Vincent Santorelli, affiliate marketing manager, Caesars Sportsbook, spoke about his company’s partnership with BET.NOLA.com, an entirely new venture that capitalizes on legal online sports betting in Louisiana. (Photo by Gretchen A. Peck)

The previous afternoon, Terzotis’ team received the 2022 Mega-Innovation Award for their impressive three-month initiative to build an entirely new business founded on legal online gambling in Louisiana: BET.NOLA.com. Read more about their accomplishments here.

Robert Young, vice president, digital solutions, NOLA.com said that other digital news businesses in states where online gambling is now legal — or will be soon — can replicate their model. “I think it’s important to say, right up front, you can scale this, right? What we did is not the only way.” They partnered with Vegas-based Caesars Sportsbook on this initiative; Affiliate Marketing Manager Vincent Santorelli flew in from Vegas to join Terzotis and Young for the presentation.

Tom Shaw, vice president and chief product officer, Shaw Media (pictured), joined Alisha Owens, vice president, sales, The Advocate/NOLA.com, and Brandon Eyerly, publisher, Press Enterprise, for the final session at the 2022 Mega-Conference in Orlando. It was a lively and productive session that explored a range of topics, from remote work to employee recruitment and retention, and changing an organization’s culture to being more collaborative, innovative and supportive. (Photo by Gretchen A. Peck)

Alisha Owens, vice president, sales, The Advocate/NOLA.com; Brandon Eyerly, publisher, Press Enterprise, Inc., and Tom Shaw, vice president and chief product officer, Shaw Media, took the stage for the Mega-Conference’s final session, “Where Do We Go from Here?” They shared their own experiences navigating the pandemic and remote work.

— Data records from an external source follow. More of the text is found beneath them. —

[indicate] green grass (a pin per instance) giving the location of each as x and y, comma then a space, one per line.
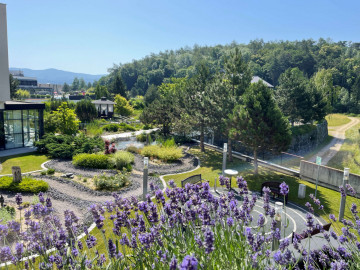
349, 154
27, 162
336, 119
211, 167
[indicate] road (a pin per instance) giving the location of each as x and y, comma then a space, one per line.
330, 150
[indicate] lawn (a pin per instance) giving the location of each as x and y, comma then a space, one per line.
27, 162
337, 119
349, 154
211, 167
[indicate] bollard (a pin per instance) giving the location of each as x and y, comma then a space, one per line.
343, 199
224, 158
302, 191
145, 177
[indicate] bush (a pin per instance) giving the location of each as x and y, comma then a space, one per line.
96, 161
141, 137
66, 146
133, 149
122, 159
167, 154
50, 171
111, 127
103, 182
26, 185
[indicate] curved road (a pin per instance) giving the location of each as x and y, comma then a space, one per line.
330, 150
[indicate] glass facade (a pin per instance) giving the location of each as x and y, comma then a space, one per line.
21, 128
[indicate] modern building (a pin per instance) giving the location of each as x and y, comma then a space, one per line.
21, 123
104, 107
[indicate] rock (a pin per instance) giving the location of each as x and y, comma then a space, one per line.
16, 171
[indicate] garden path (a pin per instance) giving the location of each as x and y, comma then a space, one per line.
338, 132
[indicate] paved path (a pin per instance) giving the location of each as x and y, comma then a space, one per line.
330, 150
127, 134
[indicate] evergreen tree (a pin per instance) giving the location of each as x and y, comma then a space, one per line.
66, 88
237, 78
118, 86
76, 84
101, 91
259, 122
13, 85
86, 110
293, 97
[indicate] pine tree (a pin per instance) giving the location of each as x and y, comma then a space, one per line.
259, 122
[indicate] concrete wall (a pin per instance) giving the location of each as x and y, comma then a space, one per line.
328, 177
4, 59
304, 143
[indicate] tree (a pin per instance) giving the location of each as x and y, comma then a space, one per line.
237, 78
197, 101
14, 83
76, 84
293, 97
67, 122
66, 88
259, 122
151, 95
101, 91
86, 110
82, 84
122, 106
22, 94
118, 86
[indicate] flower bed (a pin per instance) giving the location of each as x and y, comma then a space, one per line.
193, 229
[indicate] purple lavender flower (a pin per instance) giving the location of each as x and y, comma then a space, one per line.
284, 189
172, 183
350, 189
173, 263
342, 191
189, 263
18, 199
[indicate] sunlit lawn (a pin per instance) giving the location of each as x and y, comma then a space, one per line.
27, 162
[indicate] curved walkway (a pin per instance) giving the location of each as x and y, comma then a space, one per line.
330, 150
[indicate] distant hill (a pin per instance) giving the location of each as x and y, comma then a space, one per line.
57, 76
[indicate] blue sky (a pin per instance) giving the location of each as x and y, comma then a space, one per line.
89, 36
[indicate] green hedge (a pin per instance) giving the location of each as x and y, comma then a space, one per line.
26, 185
95, 161
122, 159
167, 154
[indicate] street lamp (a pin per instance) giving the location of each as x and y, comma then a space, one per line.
343, 197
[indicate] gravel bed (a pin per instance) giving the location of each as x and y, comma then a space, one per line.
66, 166
186, 163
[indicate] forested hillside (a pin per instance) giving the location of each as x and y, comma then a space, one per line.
337, 62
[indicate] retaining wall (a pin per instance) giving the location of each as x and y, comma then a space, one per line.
328, 177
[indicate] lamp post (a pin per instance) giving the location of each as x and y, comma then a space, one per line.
343, 198
145, 176
224, 158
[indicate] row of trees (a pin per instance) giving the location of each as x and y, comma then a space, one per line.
338, 61
224, 102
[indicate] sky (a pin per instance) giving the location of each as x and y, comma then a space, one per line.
90, 36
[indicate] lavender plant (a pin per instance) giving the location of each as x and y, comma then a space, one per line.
183, 228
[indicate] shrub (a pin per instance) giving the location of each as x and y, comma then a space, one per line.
26, 185
133, 149
50, 171
122, 159
65, 146
141, 137
111, 127
96, 161
167, 154
103, 182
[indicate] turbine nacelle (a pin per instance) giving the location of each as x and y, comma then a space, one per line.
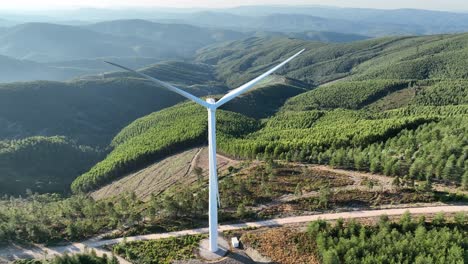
211, 104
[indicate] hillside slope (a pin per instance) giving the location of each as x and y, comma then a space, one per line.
428, 57
92, 111
32, 164
174, 170
333, 124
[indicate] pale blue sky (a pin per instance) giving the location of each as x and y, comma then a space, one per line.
453, 5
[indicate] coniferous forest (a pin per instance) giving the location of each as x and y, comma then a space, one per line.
394, 107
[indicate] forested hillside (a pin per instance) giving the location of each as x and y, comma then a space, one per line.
52, 164
89, 112
397, 58
93, 111
422, 136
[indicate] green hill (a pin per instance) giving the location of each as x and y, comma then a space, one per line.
345, 94
157, 135
42, 164
407, 58
93, 111
334, 123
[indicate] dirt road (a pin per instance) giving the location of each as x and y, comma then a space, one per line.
15, 251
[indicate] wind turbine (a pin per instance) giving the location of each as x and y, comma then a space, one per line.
211, 105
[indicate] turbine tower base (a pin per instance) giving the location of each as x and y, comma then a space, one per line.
206, 254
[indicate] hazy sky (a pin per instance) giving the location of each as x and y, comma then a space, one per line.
454, 5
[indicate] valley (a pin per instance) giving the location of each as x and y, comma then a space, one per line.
360, 142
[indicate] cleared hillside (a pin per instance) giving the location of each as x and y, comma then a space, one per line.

They asked audience members to share their thoughts on returning to offices, productivity, employee morale and benefits, and how to attract and retain talented people. Ideas and suggestions came like a wellspring from the attendees, who offered ideas like helping employees with tuition reimbursement to ease some of their financial burden right now; providing mental health services; creating internship programs that not only benefit both parties in the present, but create a talent pipeline into the organization.

One member of the audience suggested that his peers consider following his company’s lead in offering unlimited paid time off to employees. It does away with what now feels like an antiquated practice of accounting for personal, sick or vacation days.  “Are you afraid of it? Because there’s nothing to be afraid of. Employees will love it and respect you,” he assured them. “The fear is that you’re going to have an empty building, but the reality is the opposite.”

It may surprise some that a ballroom full of publishing executives might be so keenly tuned in to their employees’ challenges, their needs for professional development, and the recruitment and retention of talented people, but that was the spirit of the Mega-Conference this year: Creating a culture of respect, support, collaboration and bold initiative.